古いテレビの音を手ごろな価格でグレードアップするには?(日経トレンディネット)



 演奏活動でメシを食っていたこともある音楽とITにはちょっとうるさいライター湯浅英夫氏が、自分がハマった物について、そのハマった穴を解説していく。

【関連画像】ソニーのサウンドバー「HT-S200F」。ブラックとホワイトの2色のカラーバリエーションがある

 ウチのテレビは古い。どれぐらい古いのかと言うと、地デジ完全移行前のものなのでリモコンにアナログ・デジタルの切り替えボタンがついているぐらい古い。2008年購入なのでもう10年選手だ。

 古いとはいっても故障することなく動いているし、買い替える予算もないのでまだ使い続けるつもりだが、長年使ってきて不満はいろいろある。そのひとつが、こもり気味の音。テレビの内蔵スピーカーにそう多くは望んでいないが、映画やドラマの登場人物が小さい声でしゃべる場面でそのセリフがほかの音に埋もれて聴き取りにくかったり、音楽コンテンツでベースの音が聴き取りにくかったりする。こうしたさまざまな音がもう少し判別できるように聴こえてほしいし、全体的に迫力ももうちょっと欲しい。
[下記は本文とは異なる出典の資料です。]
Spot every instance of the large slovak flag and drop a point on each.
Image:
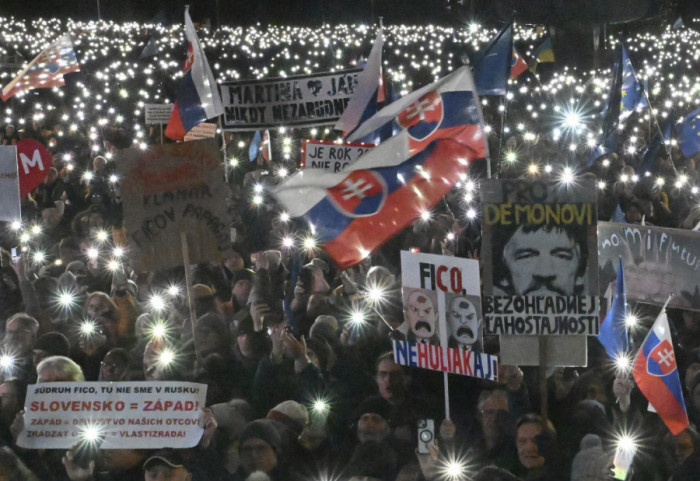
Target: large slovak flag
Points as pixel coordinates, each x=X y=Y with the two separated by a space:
x=656 y=374
x=46 y=70
x=355 y=212
x=198 y=96
x=631 y=92
x=363 y=104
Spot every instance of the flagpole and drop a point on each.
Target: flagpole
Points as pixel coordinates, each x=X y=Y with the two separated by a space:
x=656 y=121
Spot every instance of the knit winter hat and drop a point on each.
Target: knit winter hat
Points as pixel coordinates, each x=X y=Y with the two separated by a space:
x=55 y=343
x=290 y=413
x=265 y=430
x=231 y=416
x=590 y=462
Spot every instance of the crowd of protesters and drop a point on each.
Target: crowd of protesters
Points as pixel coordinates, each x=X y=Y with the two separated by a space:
x=301 y=386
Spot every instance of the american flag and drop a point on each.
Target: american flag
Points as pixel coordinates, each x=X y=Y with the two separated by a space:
x=46 y=70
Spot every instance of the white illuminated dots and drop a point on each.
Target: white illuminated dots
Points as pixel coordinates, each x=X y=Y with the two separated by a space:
x=166 y=357
x=88 y=328
x=567 y=176
x=173 y=290
x=67 y=299
x=309 y=243
x=288 y=242
x=102 y=235
x=320 y=406
x=157 y=303
x=113 y=265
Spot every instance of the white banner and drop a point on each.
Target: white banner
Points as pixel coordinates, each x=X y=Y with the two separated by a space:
x=299 y=101
x=330 y=156
x=9 y=184
x=123 y=415
x=201 y=131
x=158 y=113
 画面の残像感や画質は変えようがないが、音なら外付けのサウンドシステムを使えば改善できそうだ。しかし予算は少ない。試しにテレビに付いているアナログ音声出力と、少し離れた位置にあるミニコンポの外部入力を接続してみたが、テレビの画面とは別の方向から音声が聴こえてくるのが大変気持ち悪かったので、この方法はあきらめた。そんなときに目に入ったのが“サウンドバー”と呼ばれるテレビ用の外付けサウンドシステムだ。

2万円台のサウンドバーが狙い目

 テレビ用のサウンドシステムというと、スピーカーやサブウーファーがごちゃごちゃたくさんあってケーブルだらけで置き場所の確保や接続が面倒なイメージを持っていた。しかしサウンドバーは細長いバーの形のスピーカーひとつに、機種によってはサブウーファーユニットなどが付属するというシンプルな構成で手軽に設置できそうだ。

 困ったのは、製品の幅が広すぎて何を選べばいいのか分かりづらいことだ。価格は2万円前後から20万円近いものまであり、大きさも小型のものから大型のものまでいろいろある。なるべく安く、かつ自宅で使えるコンパクトなものを探していたところ、ちょうど発売直後の新製品として、ソニーのサウンドバー「HT-S200F」が目についた。
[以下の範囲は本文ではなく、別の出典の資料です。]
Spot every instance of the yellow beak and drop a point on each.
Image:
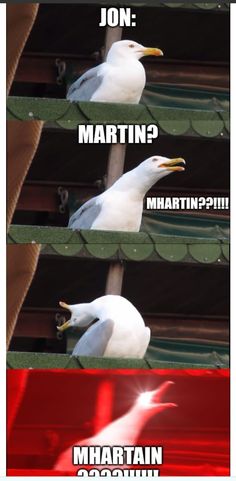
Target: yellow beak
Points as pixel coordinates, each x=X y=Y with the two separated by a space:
x=172 y=164
x=63 y=304
x=64 y=326
x=153 y=51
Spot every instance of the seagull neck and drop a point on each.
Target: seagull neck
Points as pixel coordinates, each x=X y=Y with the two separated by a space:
x=136 y=182
x=120 y=59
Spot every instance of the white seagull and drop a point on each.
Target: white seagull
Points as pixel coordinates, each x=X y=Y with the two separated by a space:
x=121 y=78
x=120 y=207
x=125 y=430
x=119 y=332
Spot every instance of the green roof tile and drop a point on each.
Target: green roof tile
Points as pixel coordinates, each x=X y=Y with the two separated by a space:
x=156 y=247
x=207 y=117
x=29 y=360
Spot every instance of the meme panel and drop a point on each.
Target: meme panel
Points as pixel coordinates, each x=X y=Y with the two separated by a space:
x=118 y=239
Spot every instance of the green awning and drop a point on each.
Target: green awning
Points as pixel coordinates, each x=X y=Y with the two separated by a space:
x=32 y=360
x=171 y=242
x=184 y=120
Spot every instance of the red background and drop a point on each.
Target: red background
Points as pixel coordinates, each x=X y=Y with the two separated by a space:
x=50 y=410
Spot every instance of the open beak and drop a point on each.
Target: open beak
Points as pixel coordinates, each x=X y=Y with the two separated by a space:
x=153 y=51
x=66 y=324
x=172 y=164
x=63 y=304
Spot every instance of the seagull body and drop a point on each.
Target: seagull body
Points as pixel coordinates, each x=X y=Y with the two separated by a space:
x=121 y=78
x=119 y=332
x=124 y=431
x=120 y=207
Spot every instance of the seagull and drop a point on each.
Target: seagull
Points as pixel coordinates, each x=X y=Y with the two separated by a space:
x=121 y=78
x=119 y=332
x=125 y=430
x=120 y=207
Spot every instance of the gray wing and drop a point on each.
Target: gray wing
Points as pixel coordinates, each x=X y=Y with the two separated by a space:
x=85 y=216
x=95 y=340
x=86 y=85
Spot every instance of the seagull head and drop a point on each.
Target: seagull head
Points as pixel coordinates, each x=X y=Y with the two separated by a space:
x=128 y=49
x=80 y=316
x=158 y=167
x=152 y=400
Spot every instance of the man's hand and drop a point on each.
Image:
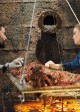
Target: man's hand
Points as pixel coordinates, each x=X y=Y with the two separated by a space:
x=16 y=63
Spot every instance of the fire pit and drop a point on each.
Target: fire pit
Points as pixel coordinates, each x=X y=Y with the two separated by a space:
x=57 y=105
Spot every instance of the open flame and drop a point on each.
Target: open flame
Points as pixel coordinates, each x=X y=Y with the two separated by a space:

 HT-S200Fは幅58cm、奥行き9.5cmで、サウンドバーとしてはコンパクトなところがいい。サブウーファー内蔵で、大きくて邪魔になりそうなサブウーファーユニットの置き場所がいらないのも、筆者の条件に合致する。実売価格は2万8000円前後で若干高く感じるが、これは発売直後だからで、しばらく時間が経過すればこなれた価格になってくるだろう。2万円を切るパナソニックの「SC-HTB175」もあったが、こちらは発売から2年近く経過していることが気になり、せっかくなので新製品の方を試すことにした。